Sunday, April 20, 2025

Texas's oil-rich history begins to yield to a wind and solar energy boom

Solar

File photo

File photo

What would J.R. Ewing say? The amoral oil baron of the 1970’s TV soap "Dallas" would gag on his bourbon to learn that the price of oil has sunk below $10 a barrel, down from $63 a barrel in January. 

Instead of oil derricks, Oberon, a solar farm the size of a small city, has just opened in West Texas. And 92 percent of the power that the municipality of Houston uses comes from wind and solar.

In a feature story on April 8, the Financial Times, the U.S. oil and gas capital is undergoing a solar boom. The U.S. Energy Information Administration says Texas will build a quarter of the record new industrial-scale solar capacity being installed across the U.S. this year.

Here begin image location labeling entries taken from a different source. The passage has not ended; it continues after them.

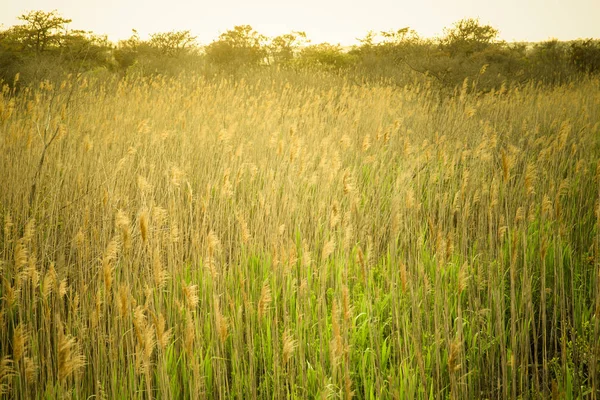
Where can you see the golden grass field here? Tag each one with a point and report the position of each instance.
(297, 236)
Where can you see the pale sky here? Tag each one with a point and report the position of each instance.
(335, 21)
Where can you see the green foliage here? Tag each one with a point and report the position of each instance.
(466, 37)
(585, 56)
(240, 46)
(41, 31)
(165, 53)
(324, 55)
(284, 48)
(42, 47)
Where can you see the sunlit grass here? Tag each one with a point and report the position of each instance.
(303, 237)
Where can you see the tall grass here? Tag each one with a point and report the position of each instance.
(299, 238)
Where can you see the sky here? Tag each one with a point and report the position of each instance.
(334, 21)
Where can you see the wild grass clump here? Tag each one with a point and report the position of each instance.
(266, 238)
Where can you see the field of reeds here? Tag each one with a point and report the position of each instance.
(298, 237)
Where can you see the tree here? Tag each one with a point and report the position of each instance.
(239, 46)
(466, 37)
(585, 55)
(41, 30)
(325, 55)
(172, 44)
(284, 48)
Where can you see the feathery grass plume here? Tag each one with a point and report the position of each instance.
(159, 273)
(220, 321)
(289, 344)
(190, 295)
(49, 282)
(143, 184)
(506, 165)
(29, 231)
(531, 177)
(335, 217)
(159, 217)
(214, 244)
(264, 301)
(70, 358)
(454, 362)
(101, 392)
(8, 225)
(79, 240)
(245, 232)
(143, 222)
(123, 299)
(62, 288)
(366, 143)
(463, 278)
(20, 255)
(122, 223)
(139, 323)
(31, 272)
(110, 256)
(177, 175)
(336, 347)
(31, 369)
(163, 335)
(347, 305)
(19, 342)
(189, 334)
(328, 249)
(6, 373)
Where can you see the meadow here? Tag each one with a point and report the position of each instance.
(298, 236)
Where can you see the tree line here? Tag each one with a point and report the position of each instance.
(43, 47)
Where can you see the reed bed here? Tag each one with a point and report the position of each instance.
(297, 237)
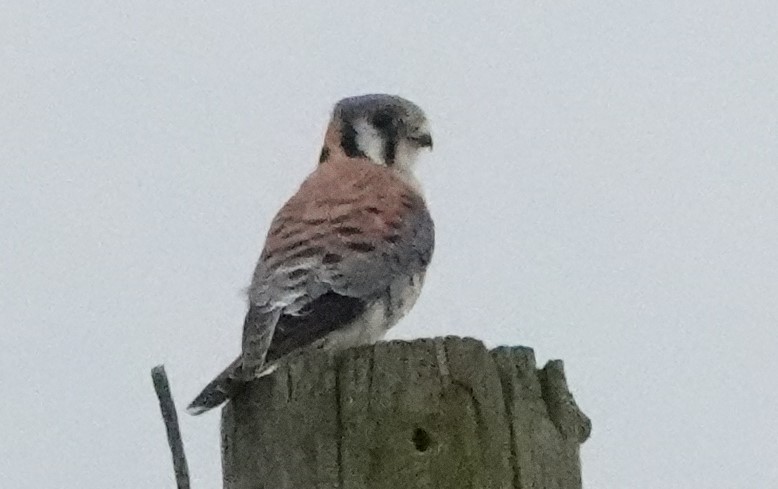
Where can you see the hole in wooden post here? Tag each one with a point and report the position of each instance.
(421, 439)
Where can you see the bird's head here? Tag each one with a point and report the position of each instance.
(387, 129)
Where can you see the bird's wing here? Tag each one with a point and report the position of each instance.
(340, 242)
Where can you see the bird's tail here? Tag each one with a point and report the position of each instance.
(224, 386)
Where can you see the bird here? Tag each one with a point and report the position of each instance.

Solar projects in Texas have become a rival to fossil fuels. Texas already ranks first in the U.S. in wind power capacity, the Financial Times says. Texas is now on its way to having the second-most solar photovoltaic capacity in the country, trailing only California. 

Meanwhile, the Republican-led state legislature, a longtime friend of oil and gas, has stood by and watched it all unfold – even though the legislators have the power to rein in the wind and solar industries. Solar and wind get an unfair break on local property taxes, critics charge. They also do not pay the cost of new transmission lines to deliver renewable electricity, which is instead shifted to ratepayers.

“Clean energy investors with time horizons of more than a decade like the stable returns of projects backed by long-term contracts,” the Financial Times says.  

Edward Hirs, energy fellow at the University of Houston, believes solar power has built in advantages over fossil fuels. 

“The key thing is they have a magnificent cost advantage over gas-fired power plants. The marginal cost of solar is zero,” Hirs said. Another advantage: the price of solar equipment keeps falling. 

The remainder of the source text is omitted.